Só o aumento de tarifas não é suficiente para cobrir o prejuízo acumulado do setor, que atualmente está em R$ 21,37 bilhões. Tivemos aumentos do diesel de 65% este ano, e uma inflação que já alcança dois dígitos e vai impactar muito nos salários de motoristas e cobradores no ano que vem. Por outro lado, um aumento de 50% é inviável para o passageiro e nem as empresas querem isso. A questão é que o Governo Federal não está fazendo a parte que lhe cabe no atendimento emergencial do setor, deixando estados e municípios, que são os gestores dos contratos de concessão, sem recursos para assegurar a oferta desse serviço no país. Não há também investimentos em infraestrutura para o transporte público, que poderia tornar o serviço mais eficiente e rentável. Infelizmente, temos que fazer esse alerta para que o poder público esteja informado sobre o caos que se avizinha em 2022. E também mostrar a necessidade de ações urgentes para salvar o transporte público, mergulhado na pior crise da história.
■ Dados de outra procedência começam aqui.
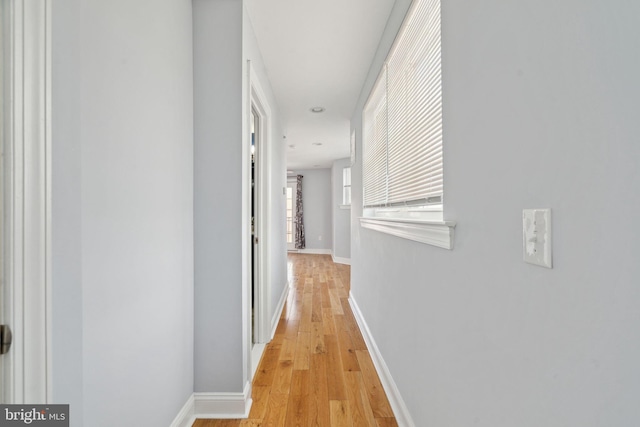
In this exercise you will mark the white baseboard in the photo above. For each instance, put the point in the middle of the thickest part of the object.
(315, 251)
(214, 405)
(185, 417)
(395, 399)
(339, 260)
(276, 314)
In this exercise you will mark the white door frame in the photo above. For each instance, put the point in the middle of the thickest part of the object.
(27, 203)
(257, 101)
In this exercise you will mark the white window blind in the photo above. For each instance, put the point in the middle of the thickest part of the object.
(402, 147)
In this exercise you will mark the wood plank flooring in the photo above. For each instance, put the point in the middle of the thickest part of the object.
(317, 370)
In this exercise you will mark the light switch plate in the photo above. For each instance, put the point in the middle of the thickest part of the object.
(536, 236)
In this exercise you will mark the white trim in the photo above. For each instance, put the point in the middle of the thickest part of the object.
(28, 210)
(403, 417)
(256, 354)
(214, 406)
(339, 260)
(258, 99)
(186, 416)
(276, 314)
(435, 233)
(223, 405)
(315, 251)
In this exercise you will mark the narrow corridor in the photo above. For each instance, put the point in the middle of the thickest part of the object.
(317, 370)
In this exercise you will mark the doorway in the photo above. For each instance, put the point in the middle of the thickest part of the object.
(255, 255)
(292, 188)
(259, 196)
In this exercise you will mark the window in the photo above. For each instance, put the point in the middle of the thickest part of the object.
(402, 129)
(346, 186)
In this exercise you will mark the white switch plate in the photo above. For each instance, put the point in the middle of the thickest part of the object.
(536, 236)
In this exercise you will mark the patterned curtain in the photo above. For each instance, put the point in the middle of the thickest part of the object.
(300, 241)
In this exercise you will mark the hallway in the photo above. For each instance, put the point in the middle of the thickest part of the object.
(317, 370)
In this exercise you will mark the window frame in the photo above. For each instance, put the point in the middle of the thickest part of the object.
(422, 221)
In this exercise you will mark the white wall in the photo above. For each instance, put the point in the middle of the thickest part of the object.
(218, 122)
(316, 202)
(540, 110)
(275, 198)
(123, 210)
(341, 217)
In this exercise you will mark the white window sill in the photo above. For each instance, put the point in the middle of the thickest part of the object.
(435, 233)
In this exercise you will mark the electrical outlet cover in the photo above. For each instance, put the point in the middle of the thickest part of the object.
(536, 236)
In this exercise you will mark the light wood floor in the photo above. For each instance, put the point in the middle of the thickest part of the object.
(317, 370)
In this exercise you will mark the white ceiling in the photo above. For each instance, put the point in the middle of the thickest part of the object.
(317, 53)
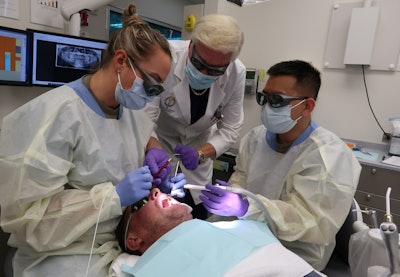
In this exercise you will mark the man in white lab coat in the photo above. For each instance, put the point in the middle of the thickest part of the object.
(201, 111)
(305, 175)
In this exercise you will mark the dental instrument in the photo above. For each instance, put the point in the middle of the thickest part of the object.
(245, 192)
(162, 167)
(390, 236)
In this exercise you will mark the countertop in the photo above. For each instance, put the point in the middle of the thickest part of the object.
(372, 154)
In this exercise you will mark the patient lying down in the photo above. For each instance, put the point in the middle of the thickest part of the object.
(172, 243)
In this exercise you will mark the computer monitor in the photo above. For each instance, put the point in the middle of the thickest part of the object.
(14, 57)
(58, 59)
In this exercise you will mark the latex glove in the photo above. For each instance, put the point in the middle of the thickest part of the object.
(155, 159)
(188, 156)
(174, 185)
(135, 185)
(222, 202)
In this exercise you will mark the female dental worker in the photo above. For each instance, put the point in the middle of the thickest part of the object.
(71, 159)
(201, 111)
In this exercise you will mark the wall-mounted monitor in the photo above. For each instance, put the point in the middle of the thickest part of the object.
(58, 59)
(14, 57)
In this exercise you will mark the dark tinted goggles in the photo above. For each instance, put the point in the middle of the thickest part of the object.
(201, 65)
(276, 100)
(151, 86)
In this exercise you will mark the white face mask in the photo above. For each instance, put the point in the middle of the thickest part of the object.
(134, 98)
(278, 120)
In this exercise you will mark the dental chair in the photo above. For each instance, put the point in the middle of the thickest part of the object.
(338, 265)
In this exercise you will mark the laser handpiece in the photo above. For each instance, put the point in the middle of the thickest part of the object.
(244, 192)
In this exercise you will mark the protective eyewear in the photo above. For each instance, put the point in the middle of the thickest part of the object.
(276, 100)
(134, 208)
(150, 85)
(201, 65)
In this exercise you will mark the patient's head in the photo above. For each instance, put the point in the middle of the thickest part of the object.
(159, 215)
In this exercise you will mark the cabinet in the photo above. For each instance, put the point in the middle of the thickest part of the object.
(372, 188)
Mais que isso, também queremos mostrar que esse modelo de financiamento do sistema em que só a tarifa banca os custos do setor não se sustenta mais, como bem mostrou a pandemia. Tem que haver uma reestruturação completa do transporte público no país. Por isso o setor e todas as entidades ligadas ao transporte público chegaram a um consenso sobre a necessidade de criação do novo marco legal, que combina uma série de ações visando devolver a eficiência desse serviço, de forma transparente e a preços módicos.
A Prefeitura de Natal está modificando as linhas para aumentar o fluxo viário dentro dos bairros da capital, reduzindo longas viagens, criando divisões tarifárias (trechos curtos, valores menores). É este o caminho?
Existem vários caminhos para minimizar os desafios de ofertar um serviço como o transporte público. Uma atualização no desenho da rede de transportes e maior flexibilidade tarifária são, certamente, soluções a serem consideradas, especialmente porque a racionalização do sistema e os investimentos em infraestrutura impactam diretamente a fluidez do trânsito, o que é vital para elevação da produtividade do setor. Quando mais ágeis e eficientes as viagens, menos custos para as empresas e para os usuários.